🤖 AI Summary
This work investigates the active reasoning capability of multimodal large language models (MLLMs) under information-deficient conditions—specifically, their ability to autonomously select missing evidence and iteratively refine decisions. To this end, we introduce GuessBench, the first benchmark explicitly designed for evaluating active reasoning in MLLMs; it uniquely distinguishes perceptual from knowledge-based images and systematically assesses models’ capacity to identify target images from a candidate pool without prior knowledge. Through cross-model ablation studies, we uncover distinct mechanisms by which perceptual enhancement and chain-of-thought reasoning affect models of varying scales. Evaluation across 20 state-of-the-art MLLMs reveals that active reasoning performance lags significantly behind passive reasoning, with core bottlenecks lying in insufficient fine-grained visual perception and suboptimal timing of evidence selection. This work establishes a novel paradigm and provides a critical diagnostic tool for advancing MLLMs toward embodied intelligence.
📝 Abstract
Multimodal large language models (MLLMs) have shown strong capabilities across a broad range of benchmarks. However, most existing evaluations focus on passive inference, where models perform step-by-step reasoning under complete information. This setup is misaligned with real-world use, where seeing is not enough.
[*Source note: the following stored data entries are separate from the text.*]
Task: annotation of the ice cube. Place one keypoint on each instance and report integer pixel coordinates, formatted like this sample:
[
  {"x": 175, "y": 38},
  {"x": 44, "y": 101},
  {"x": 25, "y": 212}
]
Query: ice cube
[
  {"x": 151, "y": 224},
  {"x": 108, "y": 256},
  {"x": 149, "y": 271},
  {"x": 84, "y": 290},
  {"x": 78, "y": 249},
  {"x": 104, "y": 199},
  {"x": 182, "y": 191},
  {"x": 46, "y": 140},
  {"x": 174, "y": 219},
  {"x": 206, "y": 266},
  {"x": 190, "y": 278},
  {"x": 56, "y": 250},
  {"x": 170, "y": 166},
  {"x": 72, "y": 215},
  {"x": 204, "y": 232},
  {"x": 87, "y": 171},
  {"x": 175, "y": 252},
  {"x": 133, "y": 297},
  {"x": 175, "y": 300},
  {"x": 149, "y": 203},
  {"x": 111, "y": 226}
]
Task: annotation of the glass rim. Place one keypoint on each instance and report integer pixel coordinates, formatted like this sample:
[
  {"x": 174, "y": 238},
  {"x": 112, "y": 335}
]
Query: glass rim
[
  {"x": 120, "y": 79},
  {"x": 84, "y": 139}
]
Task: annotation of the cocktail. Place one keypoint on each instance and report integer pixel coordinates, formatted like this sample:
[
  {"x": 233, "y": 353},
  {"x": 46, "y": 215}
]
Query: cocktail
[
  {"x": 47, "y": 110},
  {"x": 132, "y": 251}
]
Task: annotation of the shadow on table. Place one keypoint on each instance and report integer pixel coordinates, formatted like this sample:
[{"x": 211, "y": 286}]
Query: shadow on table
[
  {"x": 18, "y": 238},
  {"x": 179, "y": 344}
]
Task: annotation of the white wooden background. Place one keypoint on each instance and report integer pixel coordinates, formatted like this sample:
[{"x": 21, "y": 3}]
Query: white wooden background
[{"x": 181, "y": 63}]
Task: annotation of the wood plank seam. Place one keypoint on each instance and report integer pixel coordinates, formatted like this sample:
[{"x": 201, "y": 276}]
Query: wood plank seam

This raises a fundamental question: Can MLLMs actively acquire missing evidence under incomplete information? To bridge this gap, we require the MLLMs to actively acquire missing evidence and iteratively refine decisions under incomplete information, by selecting a target image from a candidate pool without task-specific priors. To support systematic study, we propose GuessBench, a benchmark with both perception-oriented and knowledge-oriented images for evaluating active reasoning in MLLMs. We evaluate 20 superior MLLMs and find that performance on active reasoning lags far behind it on passive settings, indicating substantial room for improvement. Further analysis identifies fine-grained perception and timely decision-making as key challenges. Ablation studies show that perceptual enhancements benefit smaller models, whereas thinking-oriented methods provide consistent gains across model sizes. These results suggest promising directions for future research on multimodal active reasoning.